This dissertation introduces model-based AWD vehicle controller that supports electronic AWD system advancement. Details of the suggested model-based controller can be largely divided into two parts: design of the novel AWD vehicle states estimator that is not affected by the issue of model switching, and design of the model predictive control (MPC)-based AWD vehicle controller, which employs a tire force based full-car model.
Among several parameters of the vehicle, the uncertainty of clutch friction coefficient can significantly affect AWD vehicle states estimation performance. In order to reduce the parameter uncertainty, adaptation algorithm of clutch friction coefficient was designed using wheel dynamics equation and applied to the estimator. Unlike a general clutch system, the transfer case clutch system has a structure of single input shaft and multi output shafts. In a clutch system that includes multiple output shafts, the maximum allowable torque value transmitted to sub-drive shaft is determined by not only input torque but also other factors. Therefore, it is difficult to determine the exact state transition condition between slipping and lock-up state of the clutch in the absence of external information such as the difference of vertical load and road friction coefficient between front and rear wheels. Moreover, information of relative angular velocity difference between front and rear propeller shafts that can be obtained from wheel angular velocity sensor contains noise in its signal. These two limitations of transfer case clutch system may cause a discontinuity problem in designing estimator, due to the incorrect model switching between slipping state and lock-up state, which can, as a result, deteriorate the estimation performance.
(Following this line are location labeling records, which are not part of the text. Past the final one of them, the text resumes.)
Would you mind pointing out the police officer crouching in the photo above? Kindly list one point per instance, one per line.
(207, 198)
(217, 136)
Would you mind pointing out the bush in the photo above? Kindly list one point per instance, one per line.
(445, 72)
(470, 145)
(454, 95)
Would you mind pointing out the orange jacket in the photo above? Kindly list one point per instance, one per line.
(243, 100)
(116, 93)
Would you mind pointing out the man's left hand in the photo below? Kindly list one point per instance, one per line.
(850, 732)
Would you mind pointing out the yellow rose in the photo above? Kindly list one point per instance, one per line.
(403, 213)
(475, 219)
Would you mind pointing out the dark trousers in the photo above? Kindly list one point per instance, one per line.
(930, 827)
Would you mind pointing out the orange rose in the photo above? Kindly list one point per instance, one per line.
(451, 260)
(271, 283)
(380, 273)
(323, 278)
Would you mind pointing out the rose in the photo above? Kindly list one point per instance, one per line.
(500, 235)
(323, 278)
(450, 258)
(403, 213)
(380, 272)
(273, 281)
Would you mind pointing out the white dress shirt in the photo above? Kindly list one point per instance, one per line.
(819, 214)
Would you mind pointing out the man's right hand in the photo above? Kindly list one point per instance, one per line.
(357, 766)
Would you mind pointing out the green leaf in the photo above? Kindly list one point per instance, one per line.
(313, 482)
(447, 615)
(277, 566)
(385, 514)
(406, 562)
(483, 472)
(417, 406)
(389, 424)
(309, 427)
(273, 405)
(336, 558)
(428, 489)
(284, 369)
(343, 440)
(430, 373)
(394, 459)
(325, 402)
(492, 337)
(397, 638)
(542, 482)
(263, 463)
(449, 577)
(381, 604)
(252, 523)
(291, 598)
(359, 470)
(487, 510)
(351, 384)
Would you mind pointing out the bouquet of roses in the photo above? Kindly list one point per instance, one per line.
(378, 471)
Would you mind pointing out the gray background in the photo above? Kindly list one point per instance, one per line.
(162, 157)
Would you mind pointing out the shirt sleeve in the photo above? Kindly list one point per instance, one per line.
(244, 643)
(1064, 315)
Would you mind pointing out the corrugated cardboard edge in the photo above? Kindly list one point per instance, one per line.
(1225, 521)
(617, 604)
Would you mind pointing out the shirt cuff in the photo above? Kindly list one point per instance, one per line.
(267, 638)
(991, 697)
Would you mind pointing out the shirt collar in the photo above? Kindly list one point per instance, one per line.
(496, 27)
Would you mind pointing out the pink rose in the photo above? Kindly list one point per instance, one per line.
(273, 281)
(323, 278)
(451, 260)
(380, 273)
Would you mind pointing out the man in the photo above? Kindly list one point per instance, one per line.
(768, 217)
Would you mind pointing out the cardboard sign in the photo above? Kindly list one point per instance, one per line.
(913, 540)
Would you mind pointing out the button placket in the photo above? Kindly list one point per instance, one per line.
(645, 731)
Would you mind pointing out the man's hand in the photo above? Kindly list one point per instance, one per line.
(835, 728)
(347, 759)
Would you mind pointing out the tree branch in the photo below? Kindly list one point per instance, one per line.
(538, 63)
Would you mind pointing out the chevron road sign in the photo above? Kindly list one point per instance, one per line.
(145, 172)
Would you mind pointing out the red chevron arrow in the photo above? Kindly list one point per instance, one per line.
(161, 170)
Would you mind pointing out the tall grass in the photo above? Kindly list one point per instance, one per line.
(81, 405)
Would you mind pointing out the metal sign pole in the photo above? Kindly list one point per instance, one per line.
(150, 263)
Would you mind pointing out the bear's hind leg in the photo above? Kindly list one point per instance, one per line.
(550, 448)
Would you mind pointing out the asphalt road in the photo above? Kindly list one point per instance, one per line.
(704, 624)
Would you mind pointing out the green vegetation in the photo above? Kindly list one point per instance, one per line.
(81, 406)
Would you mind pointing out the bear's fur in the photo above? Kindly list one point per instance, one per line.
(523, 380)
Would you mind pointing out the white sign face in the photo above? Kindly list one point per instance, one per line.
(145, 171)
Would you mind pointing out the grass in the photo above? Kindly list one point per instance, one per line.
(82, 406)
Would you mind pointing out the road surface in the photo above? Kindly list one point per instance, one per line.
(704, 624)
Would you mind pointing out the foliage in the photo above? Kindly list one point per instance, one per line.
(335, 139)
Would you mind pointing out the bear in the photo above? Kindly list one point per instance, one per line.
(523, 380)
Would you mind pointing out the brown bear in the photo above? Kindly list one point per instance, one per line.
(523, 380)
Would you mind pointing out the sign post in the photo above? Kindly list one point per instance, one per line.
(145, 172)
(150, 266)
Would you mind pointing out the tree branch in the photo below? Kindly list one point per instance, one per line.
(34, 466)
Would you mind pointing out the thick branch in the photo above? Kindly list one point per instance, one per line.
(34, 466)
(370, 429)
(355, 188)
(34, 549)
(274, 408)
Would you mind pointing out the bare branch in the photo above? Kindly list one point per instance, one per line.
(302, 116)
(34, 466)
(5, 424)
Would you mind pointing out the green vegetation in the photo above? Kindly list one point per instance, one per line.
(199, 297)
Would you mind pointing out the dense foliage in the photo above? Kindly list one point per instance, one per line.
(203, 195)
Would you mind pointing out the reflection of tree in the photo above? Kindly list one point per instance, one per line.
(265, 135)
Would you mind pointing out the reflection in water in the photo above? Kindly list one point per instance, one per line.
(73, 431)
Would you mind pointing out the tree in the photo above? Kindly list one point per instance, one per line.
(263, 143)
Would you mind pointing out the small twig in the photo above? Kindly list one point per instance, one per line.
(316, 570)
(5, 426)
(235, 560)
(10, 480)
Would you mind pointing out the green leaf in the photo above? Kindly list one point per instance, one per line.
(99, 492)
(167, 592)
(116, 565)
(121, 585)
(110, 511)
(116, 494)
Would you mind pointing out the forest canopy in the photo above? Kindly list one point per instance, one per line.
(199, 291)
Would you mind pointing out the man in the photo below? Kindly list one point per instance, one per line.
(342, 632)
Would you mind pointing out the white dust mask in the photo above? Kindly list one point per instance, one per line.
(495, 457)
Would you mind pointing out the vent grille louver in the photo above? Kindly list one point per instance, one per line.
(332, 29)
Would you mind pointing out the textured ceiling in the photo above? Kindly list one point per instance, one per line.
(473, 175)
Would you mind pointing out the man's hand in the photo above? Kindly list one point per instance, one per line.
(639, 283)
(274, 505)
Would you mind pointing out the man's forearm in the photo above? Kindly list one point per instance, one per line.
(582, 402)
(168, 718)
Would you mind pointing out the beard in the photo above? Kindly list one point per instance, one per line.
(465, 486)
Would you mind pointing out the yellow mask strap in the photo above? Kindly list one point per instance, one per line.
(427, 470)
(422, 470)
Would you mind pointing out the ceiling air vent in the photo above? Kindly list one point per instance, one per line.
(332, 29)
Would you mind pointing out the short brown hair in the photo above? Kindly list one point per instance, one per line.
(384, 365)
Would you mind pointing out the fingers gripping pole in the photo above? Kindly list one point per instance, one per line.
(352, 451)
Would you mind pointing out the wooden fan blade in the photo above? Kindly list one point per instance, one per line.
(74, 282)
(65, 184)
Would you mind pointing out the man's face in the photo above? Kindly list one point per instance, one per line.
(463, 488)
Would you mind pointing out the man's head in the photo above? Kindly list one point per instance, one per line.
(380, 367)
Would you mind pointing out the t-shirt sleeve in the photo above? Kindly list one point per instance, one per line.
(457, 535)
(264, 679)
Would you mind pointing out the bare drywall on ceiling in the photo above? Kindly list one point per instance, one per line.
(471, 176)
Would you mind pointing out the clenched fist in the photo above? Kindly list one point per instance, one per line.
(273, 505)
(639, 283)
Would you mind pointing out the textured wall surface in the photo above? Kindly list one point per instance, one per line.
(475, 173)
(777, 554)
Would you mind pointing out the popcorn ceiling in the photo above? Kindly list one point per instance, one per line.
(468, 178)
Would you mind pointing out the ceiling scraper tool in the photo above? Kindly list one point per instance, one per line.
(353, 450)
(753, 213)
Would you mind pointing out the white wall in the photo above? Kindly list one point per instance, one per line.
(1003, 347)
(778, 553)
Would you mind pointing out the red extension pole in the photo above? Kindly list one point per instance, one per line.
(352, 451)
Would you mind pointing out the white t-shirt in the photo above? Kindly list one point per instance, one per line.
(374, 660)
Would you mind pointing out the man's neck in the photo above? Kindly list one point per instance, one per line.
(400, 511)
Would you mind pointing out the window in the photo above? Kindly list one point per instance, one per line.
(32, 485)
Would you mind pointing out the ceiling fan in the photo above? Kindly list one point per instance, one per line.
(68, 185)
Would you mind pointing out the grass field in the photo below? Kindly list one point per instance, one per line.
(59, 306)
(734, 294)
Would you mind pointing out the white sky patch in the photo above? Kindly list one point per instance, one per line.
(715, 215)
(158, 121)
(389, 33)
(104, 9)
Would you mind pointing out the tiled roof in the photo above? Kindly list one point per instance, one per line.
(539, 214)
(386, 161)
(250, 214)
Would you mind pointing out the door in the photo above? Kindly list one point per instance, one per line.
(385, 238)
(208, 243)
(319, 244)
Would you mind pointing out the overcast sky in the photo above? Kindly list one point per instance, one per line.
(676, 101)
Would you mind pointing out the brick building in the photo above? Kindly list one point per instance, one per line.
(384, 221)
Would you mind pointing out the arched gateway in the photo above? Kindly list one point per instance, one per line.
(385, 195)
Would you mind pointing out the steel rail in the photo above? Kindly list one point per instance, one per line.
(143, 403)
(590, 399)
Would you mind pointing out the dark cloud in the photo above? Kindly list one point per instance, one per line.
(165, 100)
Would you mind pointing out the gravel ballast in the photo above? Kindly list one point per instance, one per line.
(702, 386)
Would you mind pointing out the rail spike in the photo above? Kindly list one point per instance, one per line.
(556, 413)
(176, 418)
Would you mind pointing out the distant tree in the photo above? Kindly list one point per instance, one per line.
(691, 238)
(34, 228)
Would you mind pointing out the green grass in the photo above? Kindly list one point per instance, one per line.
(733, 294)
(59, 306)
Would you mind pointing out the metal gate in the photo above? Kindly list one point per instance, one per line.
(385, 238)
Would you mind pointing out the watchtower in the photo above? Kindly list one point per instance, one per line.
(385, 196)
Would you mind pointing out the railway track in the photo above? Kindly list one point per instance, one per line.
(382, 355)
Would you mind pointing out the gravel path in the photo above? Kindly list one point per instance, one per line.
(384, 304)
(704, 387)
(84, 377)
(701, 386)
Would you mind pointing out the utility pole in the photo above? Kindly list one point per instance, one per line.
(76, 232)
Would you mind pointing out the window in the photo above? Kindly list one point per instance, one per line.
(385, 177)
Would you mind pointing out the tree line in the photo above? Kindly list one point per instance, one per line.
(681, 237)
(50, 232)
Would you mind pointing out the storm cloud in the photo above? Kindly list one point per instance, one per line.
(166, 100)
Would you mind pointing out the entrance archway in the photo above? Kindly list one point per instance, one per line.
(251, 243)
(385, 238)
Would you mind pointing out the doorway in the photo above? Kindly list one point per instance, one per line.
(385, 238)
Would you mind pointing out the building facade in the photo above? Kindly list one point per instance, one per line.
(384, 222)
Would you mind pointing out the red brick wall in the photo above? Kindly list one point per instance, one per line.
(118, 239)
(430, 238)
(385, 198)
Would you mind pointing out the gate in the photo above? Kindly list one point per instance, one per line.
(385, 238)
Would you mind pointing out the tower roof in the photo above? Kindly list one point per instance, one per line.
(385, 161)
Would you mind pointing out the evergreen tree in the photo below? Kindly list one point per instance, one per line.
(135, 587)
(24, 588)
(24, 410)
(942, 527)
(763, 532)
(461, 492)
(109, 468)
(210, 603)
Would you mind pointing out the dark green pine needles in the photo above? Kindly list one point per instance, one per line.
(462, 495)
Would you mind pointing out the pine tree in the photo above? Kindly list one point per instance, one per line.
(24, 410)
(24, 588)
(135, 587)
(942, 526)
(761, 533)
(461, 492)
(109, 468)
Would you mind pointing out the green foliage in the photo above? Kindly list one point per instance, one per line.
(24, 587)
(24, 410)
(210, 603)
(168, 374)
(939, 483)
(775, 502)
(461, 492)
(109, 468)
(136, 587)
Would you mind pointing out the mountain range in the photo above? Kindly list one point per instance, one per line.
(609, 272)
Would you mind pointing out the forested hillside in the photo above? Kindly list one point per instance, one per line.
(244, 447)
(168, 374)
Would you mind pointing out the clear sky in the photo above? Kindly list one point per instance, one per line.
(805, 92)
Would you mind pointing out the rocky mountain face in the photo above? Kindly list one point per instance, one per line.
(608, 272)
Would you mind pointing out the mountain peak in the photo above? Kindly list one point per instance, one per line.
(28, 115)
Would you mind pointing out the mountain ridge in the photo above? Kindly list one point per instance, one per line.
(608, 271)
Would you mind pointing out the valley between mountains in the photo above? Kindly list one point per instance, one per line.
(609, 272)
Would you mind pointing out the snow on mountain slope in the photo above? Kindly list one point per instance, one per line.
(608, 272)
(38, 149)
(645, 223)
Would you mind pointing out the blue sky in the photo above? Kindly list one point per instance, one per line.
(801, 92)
To solve the aforementioned issue of the transfer case clutch in AWD system, the interacting multiple model (IMM) filter algorithm, which simultaneously considers both clutch slipping and lock-up states based on stochastics of each model was adopted to AWD vehicle states estimator design. In the proposed estimator, only in-vehicle sensors were used for practical application. The estimation performance of the suggested AWD vehicle states estimator was validated through experiments. More specifically, the effect of adaption in switching multiple model (SMM) filter, the effect of IMM filter, and the combined effect of adaptation and IMM filter were validated orderly. In addition, robustness of the suggested estimator toward uncertainty of principal vehicle parameters was validated.
The bicycle model, which is mostly applied to the design of upper-level controller for vehicle control systems in the previous studies has limitations on applying vehicle upper-level controller because this model only includes the state variables for the lateral direction and does not have direct relationship between control input and state variables of the AWD system. Therefore, tire force based planar full car model, which includes both longitudinal and lateral states and represents explicit relationship between control input and states variables of AWD system, was newly adopted to the design of AWD vehicle upper-level controller. Because of the facts that vehicle dynamic behavior includes highly nonlinear characteristic and lower-level controller of the transfer case has highly lagged response, it is difficult to apply linear system control theory to AWD vehicle controller design. Also, conventional rule-based controller tends to operate AWD system preemptively to prevent unintended wheel slip in advance. Considering these facts, the MPC methodology, which shows preemptive response through the prediction of future states and computes optimal control input while considering system constraints systemically was adopted to AWD controller design. As for the input constraint for AWD system, variable input constraint was applied to the MPC-based controller using probability of each AWD vehicle dynamic model. As for states constraints for AWD system, upper and lower limit of yaw rate and longitudinal and lateral tire forces bounded by current peak road friction coefficient were considered. Simulations were conducted before the AWD vehicle experiments to verify the feasibility and prediction steps of suggested AWD vehicle controller. Then, the suggested AWD vehicle controller was validated through experiments that includes various driving scenarios and the superiority of the suggested controller was verified by comparative studies with the rule-based controller in the experiment.